1950’li yıllar ile hayatımıza giren Endüstriyel tasarımın ana vatanı Amerika denildiğinde akla ilk gelen yer olan New York'tur. Rustik tasarımdan da beslenen bu tasarım ilk başta terk edilmiş ve eski yapıların yenilikçi bir bakış açısıyla dönüştürülmesiyle ortaya çıkmıştır.
50'li yıllarda sanatsal çalışmalar için eski fabrika ve depolar ucuz bir fiyata kiralanabiliyordu. Sanatçılar, bu alanları dekore ederken orijinalliğini bozmadan etkili ve göz alıcı dokunuşlar yaparak modern ve lüks bir dekorasyon tarzını ortaya çıkardılar.
Unsurların çoğunda bitmemişlik hissi vardır. Tuğla, kanal işi ve ahşap görüntü bu akımın karakteristiklerindendir. Endüstriyel tasarım temasına sahip ikonik bir ev, genellikle asma kat ya da çatı katlarıyla bir araya geldiğinde çok şık bir görünüm sağlamaktadır.
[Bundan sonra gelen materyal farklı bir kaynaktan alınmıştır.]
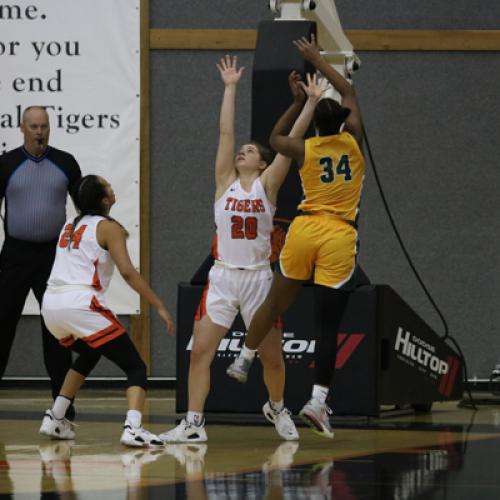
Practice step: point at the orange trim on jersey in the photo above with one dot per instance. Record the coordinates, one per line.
(96, 282)
(215, 247)
(67, 341)
(107, 334)
(202, 307)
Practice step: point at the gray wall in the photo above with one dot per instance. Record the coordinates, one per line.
(431, 119)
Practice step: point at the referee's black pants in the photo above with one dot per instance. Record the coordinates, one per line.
(23, 266)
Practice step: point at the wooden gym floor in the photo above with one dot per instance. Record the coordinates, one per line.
(451, 453)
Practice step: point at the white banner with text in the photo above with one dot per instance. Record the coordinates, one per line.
(81, 60)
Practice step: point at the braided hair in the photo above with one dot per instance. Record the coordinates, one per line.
(87, 195)
(329, 116)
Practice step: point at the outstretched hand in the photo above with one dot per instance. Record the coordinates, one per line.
(294, 81)
(315, 86)
(309, 49)
(229, 71)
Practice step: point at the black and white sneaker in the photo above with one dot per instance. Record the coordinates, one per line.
(185, 432)
(57, 428)
(137, 437)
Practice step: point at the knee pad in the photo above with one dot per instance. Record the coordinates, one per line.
(85, 363)
(137, 375)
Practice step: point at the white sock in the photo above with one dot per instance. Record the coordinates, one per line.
(195, 418)
(277, 406)
(134, 417)
(61, 404)
(320, 392)
(247, 353)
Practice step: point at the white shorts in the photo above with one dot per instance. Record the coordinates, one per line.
(80, 314)
(230, 291)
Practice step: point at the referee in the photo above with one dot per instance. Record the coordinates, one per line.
(35, 180)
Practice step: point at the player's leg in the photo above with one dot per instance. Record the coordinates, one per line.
(215, 315)
(57, 359)
(271, 357)
(123, 353)
(254, 287)
(335, 263)
(295, 266)
(54, 423)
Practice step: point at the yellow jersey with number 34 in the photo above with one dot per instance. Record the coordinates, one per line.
(332, 176)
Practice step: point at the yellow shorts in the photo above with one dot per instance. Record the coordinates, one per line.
(323, 244)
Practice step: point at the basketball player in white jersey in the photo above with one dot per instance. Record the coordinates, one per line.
(246, 191)
(75, 311)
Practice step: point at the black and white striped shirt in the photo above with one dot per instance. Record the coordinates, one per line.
(35, 191)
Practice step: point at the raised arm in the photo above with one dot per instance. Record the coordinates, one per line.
(292, 145)
(273, 177)
(225, 171)
(311, 53)
(112, 237)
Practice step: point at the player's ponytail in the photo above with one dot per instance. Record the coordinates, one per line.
(329, 116)
(87, 195)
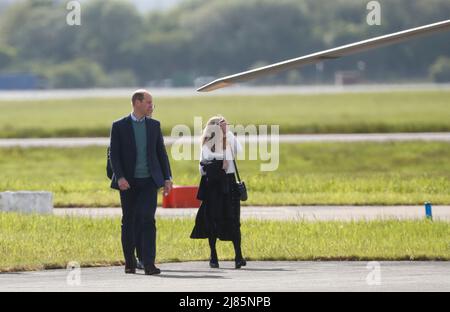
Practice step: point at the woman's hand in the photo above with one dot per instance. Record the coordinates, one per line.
(225, 165)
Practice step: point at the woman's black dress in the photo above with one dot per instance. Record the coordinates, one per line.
(220, 211)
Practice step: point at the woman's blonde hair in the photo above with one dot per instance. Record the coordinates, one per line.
(213, 131)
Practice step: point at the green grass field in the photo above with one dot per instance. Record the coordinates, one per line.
(333, 113)
(43, 242)
(308, 174)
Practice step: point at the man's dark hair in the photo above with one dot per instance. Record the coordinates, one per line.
(137, 96)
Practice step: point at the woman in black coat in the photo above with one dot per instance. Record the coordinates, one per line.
(219, 213)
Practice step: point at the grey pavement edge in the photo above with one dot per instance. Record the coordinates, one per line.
(256, 277)
(286, 213)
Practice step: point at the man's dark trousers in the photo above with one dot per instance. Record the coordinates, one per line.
(138, 220)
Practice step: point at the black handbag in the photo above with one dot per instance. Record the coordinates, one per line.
(242, 189)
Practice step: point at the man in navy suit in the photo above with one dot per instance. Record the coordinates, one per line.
(140, 167)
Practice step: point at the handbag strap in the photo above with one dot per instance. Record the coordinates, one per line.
(235, 165)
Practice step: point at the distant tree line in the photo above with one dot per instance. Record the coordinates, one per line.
(117, 46)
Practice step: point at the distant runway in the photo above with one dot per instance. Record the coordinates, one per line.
(257, 276)
(288, 138)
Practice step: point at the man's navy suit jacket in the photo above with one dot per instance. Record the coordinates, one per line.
(123, 152)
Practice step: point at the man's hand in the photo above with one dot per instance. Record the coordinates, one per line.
(123, 184)
(168, 185)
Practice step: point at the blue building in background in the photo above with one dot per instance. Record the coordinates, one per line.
(22, 81)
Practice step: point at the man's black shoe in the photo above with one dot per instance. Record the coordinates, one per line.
(152, 270)
(139, 265)
(240, 263)
(214, 263)
(130, 270)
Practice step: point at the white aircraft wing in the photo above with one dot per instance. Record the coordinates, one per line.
(327, 54)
fonksiyonel mobilyalar ile yüksek tavanlar, eski ahşap ve sarkan metal ışık fikstürleri sıklıkla kullanılır. Ağaç ve metallerin ana malzemelerinden türetilen bir başka nötr renk şemasına farklı bir renk çizgisi eklemek için bir ya da iki soyut resim ya da fotoğraf eklenerek dekor tamamlanabilir.